The anonymous subroutine passed by reference to find does bind a lexical variable ($total_size). By most definitions (e.g wikipedia's), that subroutine is then a closure. The variable doesn't have to have gone out of lexical scope. The important part is that the subroutine deeply binds the variable, and the variable may go out of scope.

lodin

PS. The code should read sub { instead of { sub, but that's not important for the question at hand.

Thanks lodin...I missed that other typo! I have addressed it in my previous posting.
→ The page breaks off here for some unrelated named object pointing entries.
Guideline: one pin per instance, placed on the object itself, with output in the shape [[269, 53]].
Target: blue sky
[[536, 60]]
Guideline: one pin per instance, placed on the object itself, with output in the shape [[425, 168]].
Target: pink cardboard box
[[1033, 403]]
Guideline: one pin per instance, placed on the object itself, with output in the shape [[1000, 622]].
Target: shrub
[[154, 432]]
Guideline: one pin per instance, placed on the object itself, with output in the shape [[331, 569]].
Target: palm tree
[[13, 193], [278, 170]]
But as far as whether it was a closure or not, according to Intermediate Perl, the lexical variable needs to have gone out of scope for the subroutine to be a closure....that's what I was going off of.

memnoch

Gloria in Excelsis Deo!

And what else is he missing?

use File::Find;

my $total_size = 0;
find({sub $total_size += -s if -f}, '.');
print $total_size, "\n";
[download]

You were missing the "use" statement and a "(" in the find function.

Thanks fenLisesi....I missed that other typo...I have fixed it in my original posting as well.

memnoch

Gloria in Excelsis Deo!

this is a definite closure

my $total_size =0;
find{ sub $total_size += -s if -f}, '.');
print $total_size, "\n";
[download]

props,

Studying the examples in a good book is a great way to learn, but you need to run the examples and play with them a little. I don't have that book, but it is unlikely that the code you posted would come from there. Why don't you go ahead now and run that code first and tell us how you think it works (or doesn't)? Then monks will be able discuss it with you. Cheers.

I really dislike downvoting (which I just did) on nodes expressing opinion; the more so, in this case, because all but fenLisesi's second sentence have merit (IMO). My error!

Update: The above was well intentioned, but bleary-eyed /me carelessly missed the typo in prop's OP, in which

find{ sub $total_size += -s if -f}, '.');
    should be
find (sub { $total_size += -s if -f}, '.');.

mea culpa and apologies.

But sentence 2 amount to a direct and gratuitous negative implication about props' integrity (or, I suppose, ability to copy code from a book)... and it is wrong.

The intial code fragment comes from p71 of Intermediate Perl, 2nd edition. It is verbatim, save for the book's inclusion of a use File::Find above. And it's available, on line, for your ease of checking these assertions, at http://safari.oreilly.com/ (more precisely, and as a link, 7.4 . Closures)

This is an example from "Intermediate Perl" aims to demonstrate the presence of a closure

It is a closure, you want to pass in a bit of code into a function(perldoc -q closure)